Charge It: Bride Uses Employers' Credit Card For Elaborate Wedding
PORT ST. LUCIE (CBSMiami) - Police have arrested a June bride after she admitted to charging her Seminole Hard Rock Casino wedding to her employers' credit cards.
According to the South Florida Sun Sentinel, La Reese Michelle Darville, 31, was jailed on fraud and grand theft charges Monday. Police say she charged the wedding's $50,000 bills to credit cards in the names of her bosses, including her father.
Police were tipped to the crime by one of the owners of Partners III Pawn Shop in Port St. Lucie who got notices about late payments on a credit card the company had not used for two years. One of the cards was $10,000 over its limit, according to a Port St. Lucie police report.
An investigator met with Darville's father and another of the pawn shop's owners on Nov. 21. They confirmed that Darville, an employee of eight years who managed the business's finances, had charged about $50,000 for her wedding on the cards. They told police she'd also made payments on the cards using the business's checking account.
The Sun Sentinel reported that only one charge of $10,000 was authorized by her father on the business credit card in his name, but none of the others nor the debits from the checking account were approved, according to the police report.
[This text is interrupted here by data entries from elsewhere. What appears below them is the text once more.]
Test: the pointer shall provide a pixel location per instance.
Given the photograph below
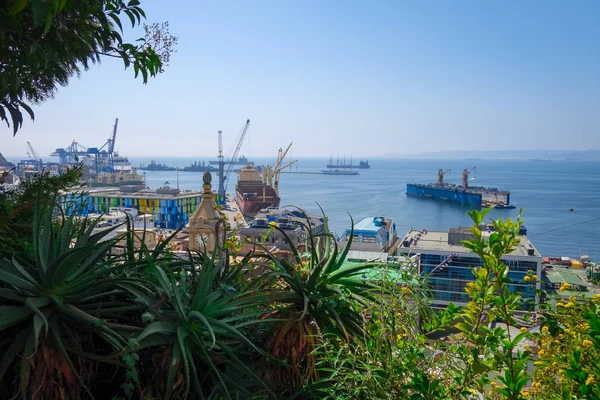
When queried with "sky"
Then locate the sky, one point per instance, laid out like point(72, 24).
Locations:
point(355, 78)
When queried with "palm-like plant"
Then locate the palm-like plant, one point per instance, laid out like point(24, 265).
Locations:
point(57, 297)
point(197, 330)
point(315, 293)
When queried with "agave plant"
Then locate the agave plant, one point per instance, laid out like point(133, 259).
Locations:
point(315, 293)
point(54, 303)
point(197, 330)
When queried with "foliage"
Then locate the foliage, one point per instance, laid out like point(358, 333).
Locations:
point(43, 43)
point(17, 207)
point(315, 294)
point(568, 349)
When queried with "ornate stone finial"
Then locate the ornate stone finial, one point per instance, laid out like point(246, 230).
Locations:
point(207, 177)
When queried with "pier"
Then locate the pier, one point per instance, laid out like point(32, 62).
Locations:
point(302, 172)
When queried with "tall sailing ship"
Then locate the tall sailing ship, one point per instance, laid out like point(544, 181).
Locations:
point(256, 191)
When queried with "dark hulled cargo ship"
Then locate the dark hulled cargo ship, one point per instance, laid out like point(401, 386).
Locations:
point(156, 166)
point(252, 194)
point(464, 194)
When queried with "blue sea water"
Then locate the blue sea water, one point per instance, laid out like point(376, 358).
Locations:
point(545, 190)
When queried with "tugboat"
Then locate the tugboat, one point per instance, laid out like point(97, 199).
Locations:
point(361, 165)
point(240, 161)
point(154, 166)
point(252, 194)
point(339, 172)
point(201, 166)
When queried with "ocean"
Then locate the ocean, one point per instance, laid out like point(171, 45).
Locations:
point(544, 190)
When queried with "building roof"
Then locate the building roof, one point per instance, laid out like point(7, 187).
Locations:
point(370, 225)
point(438, 241)
point(114, 192)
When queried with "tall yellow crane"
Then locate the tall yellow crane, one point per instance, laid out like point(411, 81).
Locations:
point(465, 177)
point(270, 174)
point(441, 174)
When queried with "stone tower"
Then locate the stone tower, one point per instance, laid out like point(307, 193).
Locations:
point(205, 220)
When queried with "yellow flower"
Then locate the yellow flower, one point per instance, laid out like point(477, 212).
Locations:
point(589, 380)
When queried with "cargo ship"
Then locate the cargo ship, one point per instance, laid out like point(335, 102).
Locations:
point(464, 194)
point(201, 166)
point(361, 165)
point(154, 166)
point(253, 194)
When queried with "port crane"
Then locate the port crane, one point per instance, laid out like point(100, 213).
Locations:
point(465, 177)
point(32, 153)
point(271, 174)
point(224, 177)
point(441, 174)
point(103, 159)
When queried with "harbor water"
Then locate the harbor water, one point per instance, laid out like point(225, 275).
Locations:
point(545, 190)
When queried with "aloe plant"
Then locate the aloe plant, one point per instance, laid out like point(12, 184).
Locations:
point(198, 329)
point(53, 299)
point(316, 293)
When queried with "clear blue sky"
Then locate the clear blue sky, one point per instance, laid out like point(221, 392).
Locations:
point(361, 78)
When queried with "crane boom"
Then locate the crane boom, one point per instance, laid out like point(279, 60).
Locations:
point(231, 162)
point(35, 156)
point(465, 177)
point(441, 174)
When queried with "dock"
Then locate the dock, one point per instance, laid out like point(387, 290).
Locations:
point(234, 215)
point(302, 172)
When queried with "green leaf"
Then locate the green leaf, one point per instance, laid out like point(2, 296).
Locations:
point(18, 6)
point(115, 18)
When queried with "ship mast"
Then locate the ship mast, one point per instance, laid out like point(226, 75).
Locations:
point(274, 173)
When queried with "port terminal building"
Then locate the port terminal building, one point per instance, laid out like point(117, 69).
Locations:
point(170, 208)
point(372, 234)
point(448, 264)
point(292, 222)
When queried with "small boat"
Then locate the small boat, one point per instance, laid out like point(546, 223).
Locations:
point(155, 166)
point(339, 172)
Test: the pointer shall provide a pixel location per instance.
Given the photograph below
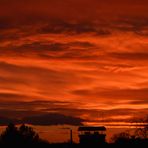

Total expenses for the wedding were $49,286.24, and police say Darville paid off $17,161.49 of the balances using the pawn shop's checking account.
Darville told police that she had reimbursed the business for the amount paid (except for $3,000) from the checking account with personal cash that she mingled into the store's daily cash flow and from voluntary garnishment of her paychecks, but said she had no records to prove this. Police said she is responsible for calculating her own hours worked.
The lavish June 1 wedding lasted 12 hours at Seminole Hard Rock Casino in Hollywood. The newspaper reported that it featured makeup and hair services, party rentals, lavish floral displays, an event planner, a ceremony in the casino's grand ballroom, a professional photographer who took nearly 1,000 images, and a reception and dinner that ended at midnight.
Jupiter wedding photographer Sara Kauss told the Sun Sentinel that she's not sure how the illicit charges will affect her business. She's turned over paperwork for the wedding contract and the charges for her services, totalling several thousand dollars, to detectives.
"This is just an awful thing for someone to do," Kauss told the newspaper in an email. "I can't imagine if a trusted business manager stole that amazing amount from me."
According to the Sun-Sentinel, detectives interviewed Darville at police headquarters on Monday, where she admitted to the fraud, saying that she intended to repay the full amount. She was booked into jail after the interview.